Establishing a Culture of Communication

You probably wouldn’t disagree with the popular phrase, “Communication is key.” But how well are you actually acting on it? If your staff, volunteers or boss were asked to grade you, how would you fare?

Communication can mean the difference between support, cooperation and cohesion—and not. It can unite teams or divide them. And understanding not only the power of communication, but being able to honestly evaluate your current situation, can make your team stronger and more effective.

COMMUNICATION ESTABLISHES TRUST

No one needs to tell you that trust is the foundation for any good relationship, whether that’s at home or at work. And leaders that communicate well with those on their team will build confidence.

Most of us tend to think that we shouldn’t bother people with too much information, so we withhold it completely or only release it in large amounts. And while it’s true that you don’t want to bombard your team, releasing information regularly will be appreciated. It shows them that you recognize their important contribution and want them to stay updated on all relevant aspects. Communicating to your team shows that you value them. And we are more likely to trust those who value us.

COMMUNICATION ESTABLISHES AUTHORITY

The person who answers questions is often the person with authority, and this may or may not be the actual leader. But if you’re the head honcho, you need people to come to you for answers, issues and feedback.

Creating a culture of communication is actually one of the easiest ways to address this topic. To manage teams effectively, there should be a point person or people for information to flow through. And if you’re the one who has proven themselves to not only have the information, but distribute it and follow up on it, people will naturally come to you as the expert and authority.

COMMUNICATION ESTABLISHES A SYSTEM

In this instance, a system is actually two-fold. First, you need a logistical system for communicating with your team. Examples could include good, old-fashioned email, an email service provider like MailChimp, a Facebook Group, a project management system like Slack, a Google Site, or a volunteer system like Planning Center. Take your group’s unique personality into consideration. And for anything outside of email, adequately train them on it and their role, as well as any expectations. The effectiveness of the tool will also rest squarely on your shoulders as the leader. Give it time to take effect, and after three or six months, evaluate with your group to make sure you took the best route.

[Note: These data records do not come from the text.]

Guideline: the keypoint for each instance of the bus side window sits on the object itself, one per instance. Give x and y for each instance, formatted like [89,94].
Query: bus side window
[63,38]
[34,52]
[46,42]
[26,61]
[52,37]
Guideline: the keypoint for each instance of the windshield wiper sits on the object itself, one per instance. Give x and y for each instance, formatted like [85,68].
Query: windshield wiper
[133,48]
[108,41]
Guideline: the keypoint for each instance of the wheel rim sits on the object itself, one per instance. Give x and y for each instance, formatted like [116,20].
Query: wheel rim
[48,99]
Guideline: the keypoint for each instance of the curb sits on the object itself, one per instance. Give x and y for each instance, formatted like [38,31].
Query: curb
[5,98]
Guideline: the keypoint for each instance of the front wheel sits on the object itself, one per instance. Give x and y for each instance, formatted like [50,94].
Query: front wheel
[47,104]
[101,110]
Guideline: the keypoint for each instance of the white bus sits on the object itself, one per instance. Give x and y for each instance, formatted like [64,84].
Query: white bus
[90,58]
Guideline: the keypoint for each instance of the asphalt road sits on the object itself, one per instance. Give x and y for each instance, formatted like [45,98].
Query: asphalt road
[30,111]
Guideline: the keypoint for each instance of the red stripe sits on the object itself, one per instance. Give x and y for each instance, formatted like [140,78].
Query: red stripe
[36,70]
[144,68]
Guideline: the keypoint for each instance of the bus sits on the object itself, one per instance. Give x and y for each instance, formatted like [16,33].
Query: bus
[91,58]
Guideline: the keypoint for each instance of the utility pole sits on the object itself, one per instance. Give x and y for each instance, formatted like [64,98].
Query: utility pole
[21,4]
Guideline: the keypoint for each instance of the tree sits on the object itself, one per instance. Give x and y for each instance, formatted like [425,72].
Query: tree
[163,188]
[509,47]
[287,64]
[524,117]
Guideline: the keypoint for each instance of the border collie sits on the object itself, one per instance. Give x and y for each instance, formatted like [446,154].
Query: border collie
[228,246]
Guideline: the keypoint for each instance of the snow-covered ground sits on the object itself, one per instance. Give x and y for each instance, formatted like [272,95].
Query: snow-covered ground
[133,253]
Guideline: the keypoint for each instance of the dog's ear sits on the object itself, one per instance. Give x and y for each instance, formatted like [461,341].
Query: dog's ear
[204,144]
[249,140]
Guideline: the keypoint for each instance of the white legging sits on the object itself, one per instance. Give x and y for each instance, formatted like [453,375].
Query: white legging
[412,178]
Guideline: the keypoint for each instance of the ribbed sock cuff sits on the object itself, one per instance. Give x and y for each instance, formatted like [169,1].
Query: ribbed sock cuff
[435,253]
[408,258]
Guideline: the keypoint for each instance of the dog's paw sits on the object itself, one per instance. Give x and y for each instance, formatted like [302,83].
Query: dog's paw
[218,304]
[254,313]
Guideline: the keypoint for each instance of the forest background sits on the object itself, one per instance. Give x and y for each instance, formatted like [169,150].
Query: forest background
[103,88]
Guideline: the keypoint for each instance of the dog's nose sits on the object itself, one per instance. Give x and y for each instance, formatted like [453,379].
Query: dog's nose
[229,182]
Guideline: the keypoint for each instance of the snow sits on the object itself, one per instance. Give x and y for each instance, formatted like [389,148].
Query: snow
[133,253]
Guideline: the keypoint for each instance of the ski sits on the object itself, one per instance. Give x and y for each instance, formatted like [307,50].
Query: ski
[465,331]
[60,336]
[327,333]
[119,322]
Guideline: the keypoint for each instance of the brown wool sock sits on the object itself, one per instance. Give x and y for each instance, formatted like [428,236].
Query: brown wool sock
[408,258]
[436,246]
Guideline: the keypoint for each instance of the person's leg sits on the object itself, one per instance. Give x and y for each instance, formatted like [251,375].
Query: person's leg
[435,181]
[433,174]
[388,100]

The second implication of “system” in this respect relates to the expectations, either explicit or implied, that are created as a result of creating a culture of communication. For example, you can state the frequency from which they’ll hear from you, what kind of information they should expect, what they should do with the information, and the purpose for creating a new system. On the implied side, it may take some time to build. But with consistency, you’re reinforcing to your team that they can trust you, you have the authority, you recognize and appreciate their value, and that good communication matters to you. These things will serve your team well, and also make them feel like they have a voice that will be heard.

And if all of that doesn’t convince you, think about it this way: Others notice your team’s communication, and your communication as a leader. What you do, or don’t do well, will always be observed by others. Creating a culture of communication can mean more volunteers, additional staff, less turnover, and financial or moral support from those above and below you. You’ll need all those things to do your job well, which means serving your mission and the ministry well. It’s hard to communicate to our world and community about who we are and what we believe if we can’t adequately communicate with each other.